New York: Alphabet’s Google changed its advertising auction formula in 2017, raising prices by 15 per cent and likely making the company billions of dollars in additional revenue, according to an economist testifying for the US Justice Department in the antitrust case against the search giant.
Michael Whinston, a professor of economics at the Massachusetts Institute of Technology, said Friday that Google modified the way it sold text ads via “Project Momiji” - named for the wooden Japanese dolls that have a hidden space for friends to exchange secret messages. The shift sought “to raise the prices against the highest bidder,” Whinston told Judge Amit Mehta in federal court in Washington.
Google’s advertising auctions require the winner to pay only a penny more than the runner-up. In 2016, the company discovered that the runner-up had often bid only 80 per cent of the winner’s offer. To help eliminate that 20 per cent between the runner-up and what the winner was willing to pay, Google gave the second-place bidder a built-in handicap to make their offer more competitive, Whinston said, citing internal emails and sealed testimony by Google finance executive Jerry Dischler earlier in the case.

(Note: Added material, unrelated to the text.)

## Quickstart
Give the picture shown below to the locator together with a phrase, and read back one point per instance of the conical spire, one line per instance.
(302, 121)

“It’s really easy to slip into the thought that it’s an auction and an auction is competition,” Whinston said, explaining how Google’s ability to tweak the rules demonstrates its monopoly over online advertising. But “it’s the advertisers who are running in this race. It’s Google setting the rules.”

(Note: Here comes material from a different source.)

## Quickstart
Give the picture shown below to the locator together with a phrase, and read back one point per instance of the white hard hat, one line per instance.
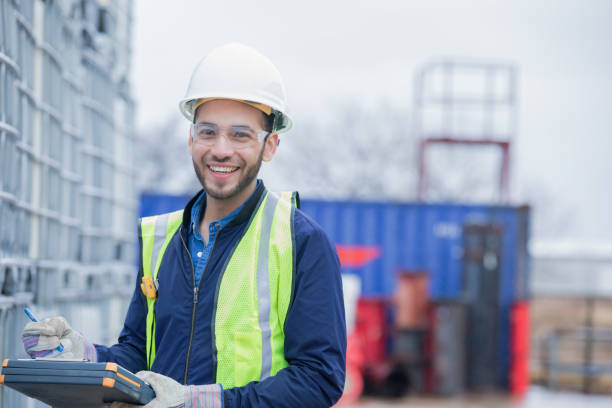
(235, 71)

As part of those deals, Google pays Apple, Samsung Electronics and others a share of the revenue it earns from search advertising.
About two-thirds, more than 60 per cent, of Google’s total revenue comes from search ads, Dischler said previously, amounting to more than $100 billion in 2020. Every year since 2012, the company’s search ad revenue growth has been in the “high teens,” according to documents shown by the Justice Department.
Dischler testified on September 19 that Google sometimes tweaked its advertising auctions to ensure it met revenue targets, but most of his testimony occurred in a sealed session. Whinston’s comments Friday described Google’s technique, called “squashing,” that seeks to make the runner-up’s bid more competitive. Google estimated that technique along with charging more for ads that used more words in their text would increase revenues by 15 per cent.
“Google has not been transparent about what they are doing” with pricing, Whinston said. But advertisers “do have ways of finding out even if they don’t know exactly what Google is doing.”